Frequently Asked Questions
How do prediction market odds work?
Prediction market prices represent implied probabilities. A YES contract trading at $0.70 means the market collectively estimates a 70% probability of the event occurring. If you buy YES at $0.70 and the event happens, you receive $1.00 — a profit of $0.30. If it doesn't happen, you lose your $0.70.
What is the difference between CLOB and AMM in prediction markets?
A Central Limit Order Book (CLOB) matches buyers and sellers based on price-time priority, like a stock exchange. An Automated Market Maker (AMM) uses a mathematical formula (like LMSR) to set prices algorithmically. CLOBs offer tighter spreads in liquid markets; AMMs guarantee continuous liquidity even in thin markets.
Why do prediction markets need stream processing?

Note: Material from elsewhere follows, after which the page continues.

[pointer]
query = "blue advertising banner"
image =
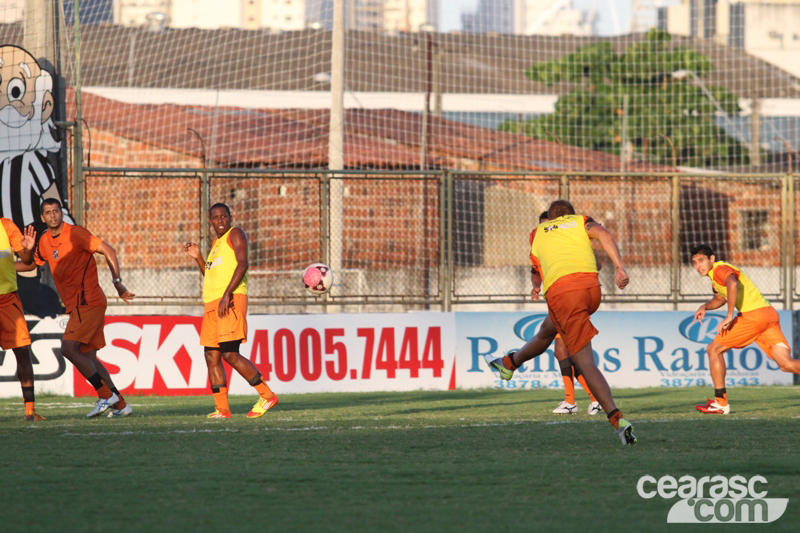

Prediction markets require real-time updates for odds, user positions, P&L, risk management, and settlement. Batch processing with hourly or daily refreshes is fundamentally incompatible with live trading. A streaming database like RisingWave maintains all these computations as continuously updated materialized views, ensuring every query returns the latest state.
How does settlement work in prediction markets?
When an event resolves, an oracle (UMA Optimistic Oracle for Polymarket, internal for Kalshi) publishes the outcome. The settlement engine computes payouts for every open position: winners receive $1.00 per contract minus their purchase price; losers forfeit their purchase price. In a streaming database, settlement is a continuous join between the trades stream and the oracle feed — payouts compute instantly when the resolution arrives.
How big is the prediction market industry?
Prediction markets are growing explosively. Polymarket processed $3.7 billion in the 2024 US election alone. Global annual volume reached $44 billion in 2025. Weekly volume in early 2026 is approximately $6 billion. Industry projections suggest annual volume could reach $1.3 trillion by end of 2026, driven by sports betting, regulatory approval (CFTC), and institutional adoption.